Göz devirdi. "Biliyorum, aptal bir amcıksın ama beynini kullanmak canını korktuğun kadar acıtmaz."

Masanın altından sert bir tekme attım. "Siktirme ulan."

Yine göz devirdi dirseklerini masaya dayadı. Yediği tekme, azıcık bile sikinde değildi belli ki. "Etik kuruluna şikâyet edeceğiz. Bir müdürün velisiyle işi pişirmesi gibi bir durum var."

Bunu ben neden akıl edememiştim ki?

Homurdanarak devam etmesini söyledim.

Gelen eriştesinin birazını yedikten sonra dudaklarını yaladı. "Bu şikayet olayı, düğünün ertelenmesini sağlar. Babamın öylece istifa etmesi mümkün değil. Annen, okulunu değiştirmeye çalışırsa da karşı koyarsın."

Kabul etmek istemesem de Matsuno piçi cidden de zekiydi anlaşılan.

"Tamam," dedim kolyemin ucuyla oynarken. "Pazartesi günü dilekçe yazarız."

Telefonu çalınca bana cevap vermek yerine aramayı yanıtladı. "Biraz rahat ver ulan!" Bana soğuk bir bakış attı. "Evet, yanımda... Evet... Aynen... Siktir git ulan artık... İyi." Telefonunu cebine attı. "Babam."

Dişlerimi sıktım. "Amma da seviyesiz bir evlatsın."

Masanın altından sert bir tekme yiyen ben oldum bu defa. "Senin de örnek evlat olduğun söylenemez, Baji."

Tamam, boktan bir evlattım ama annemle küfürlü konuşmazdım. Tanrım, Chifuyu piçini gebertmemek bile üstün bir irade gerektiriyordu.

Telefonum çalınca bir küfür mırıldandım. Annem arıyordu.

"Keisuke," diye cırladı konuşmama izin vermeden. "Chifuyu ile iyi anlaşmaya başlamana sevindim. Birlikte yemek yiyormuşsunuz hatta!" Kıkırdadı. "Terbiyesizliğini bu seferlik görmezden geleceğim. Chifuyu ile bolca zaman geçirmen beni çok mutlu eder.
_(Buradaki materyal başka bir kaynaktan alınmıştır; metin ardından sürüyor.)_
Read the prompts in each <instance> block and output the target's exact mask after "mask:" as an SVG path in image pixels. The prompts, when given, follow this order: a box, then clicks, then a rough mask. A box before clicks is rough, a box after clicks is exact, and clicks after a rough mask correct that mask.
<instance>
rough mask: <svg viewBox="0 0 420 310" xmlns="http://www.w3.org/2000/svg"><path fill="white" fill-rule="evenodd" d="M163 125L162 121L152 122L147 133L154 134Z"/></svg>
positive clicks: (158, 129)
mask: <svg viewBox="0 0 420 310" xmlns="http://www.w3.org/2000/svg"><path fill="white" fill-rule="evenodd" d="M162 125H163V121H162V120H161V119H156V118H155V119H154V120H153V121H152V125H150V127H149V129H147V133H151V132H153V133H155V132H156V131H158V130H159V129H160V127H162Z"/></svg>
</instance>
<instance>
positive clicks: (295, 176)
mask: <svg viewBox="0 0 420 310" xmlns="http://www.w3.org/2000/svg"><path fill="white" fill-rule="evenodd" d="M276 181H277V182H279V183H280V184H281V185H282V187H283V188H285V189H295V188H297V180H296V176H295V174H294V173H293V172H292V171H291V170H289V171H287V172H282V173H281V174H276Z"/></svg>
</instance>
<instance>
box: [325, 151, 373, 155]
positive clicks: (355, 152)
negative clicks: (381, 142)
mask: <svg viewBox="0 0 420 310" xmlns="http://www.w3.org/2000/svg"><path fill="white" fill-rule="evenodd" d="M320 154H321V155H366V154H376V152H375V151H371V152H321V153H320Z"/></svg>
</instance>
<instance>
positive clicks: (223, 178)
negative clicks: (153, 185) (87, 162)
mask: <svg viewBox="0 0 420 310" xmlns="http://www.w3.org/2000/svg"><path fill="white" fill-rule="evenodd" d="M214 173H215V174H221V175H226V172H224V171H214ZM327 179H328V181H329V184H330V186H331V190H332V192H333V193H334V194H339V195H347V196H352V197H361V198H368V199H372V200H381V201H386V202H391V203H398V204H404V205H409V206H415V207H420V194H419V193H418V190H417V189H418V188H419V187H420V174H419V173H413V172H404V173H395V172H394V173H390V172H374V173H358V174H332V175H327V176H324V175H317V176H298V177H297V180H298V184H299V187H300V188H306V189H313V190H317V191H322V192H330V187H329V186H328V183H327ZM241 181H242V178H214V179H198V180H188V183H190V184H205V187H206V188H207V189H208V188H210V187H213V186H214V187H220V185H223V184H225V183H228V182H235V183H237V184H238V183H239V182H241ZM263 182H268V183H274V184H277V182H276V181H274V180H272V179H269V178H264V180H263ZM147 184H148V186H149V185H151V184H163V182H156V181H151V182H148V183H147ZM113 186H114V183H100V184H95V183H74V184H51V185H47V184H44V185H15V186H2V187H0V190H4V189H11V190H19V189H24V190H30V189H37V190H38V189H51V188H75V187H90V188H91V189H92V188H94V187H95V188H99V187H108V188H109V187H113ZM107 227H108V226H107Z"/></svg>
Kardeş olacaksınız sonuçta."

Ve, yüzüme kapattı. Ulan, şaka mıydı bu kadın?

Chifuyu piçine nefretle baktım. "Bizi arkadaş sanıyorlar?"

Kusar gibi yaptı. "Hayal güçlerini sikeyim."

Yarısına dokunmadığı tabağı önüme çekip eriştelerini yemem karşısında birkaç küfür mırıldansa da kafamı tabağa sokmamıştı. En azından yiyeceğe saygısı vardı.

"Yalandan iyi geçiniyor gibi yapabiliriz," dedi bir anda. "Böylece evden kurtuluruz."

Bitirdiğim tabağı ittirdim. "Nasıl yani?"

Alt dudağını yalayıp sinsi sinsi güldü. "Babamlarla aynı evde takılmak istiyor musun?"

Tiksintiyle buruşturdum suratımı. "Asla."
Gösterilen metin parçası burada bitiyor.